Hoffman, who is also President and CEO of EXCEL Services Corporation, has spent much time traveling the globe and sharing the benefits that nuclear science has bestowed. "There are a number of nations and parts of the world where we didn't believe we'd see a significant impact and use of fission. However, southeast Asia, Africa, and other countries are developing applications alongside more traditionally known nuclear developed countries such as the United States, Russia, and Japan in finding new technologies and uses."
"For the vast majority of individuals across the globe, nuclear science has improved their quality of life. The applications used due to the discovery of fission include numerous agricultural and even extend to industries such as mining. However, I recognize that the vast majority of the public think of fission as either a weapon or energy, and not necessarily think of its importance to innovations in medicine," said Hoffman.

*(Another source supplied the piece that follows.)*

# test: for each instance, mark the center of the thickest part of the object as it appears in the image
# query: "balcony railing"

And younger generations understand the role nuclear fission can continue to play in our world. At 19, Taylor Wilson has been a new voice in nuclear science, jumping on the scene with nearly 3 million views on his first March 2012 TEDTalk. Many have watched Taylor Wilson lecture on the future role that nuclear fission can have within reactors. Just this past February at a TEDTalk in Long Beach, California, he outlined the benefits of small modular reactors, and how ultimately, they could be used to solve global energy needs.
"The applications that fission has brought us will continue to bring rewards for human kind over many decades and generations," noted Hoffman. "I believe we have only scratched the surface of the uses for both large and small scale reactors, limitless potential in our food safety standards to bring better process controls, and the possibilities of long term space travel that will be made possible with continued application development through nuclear fission."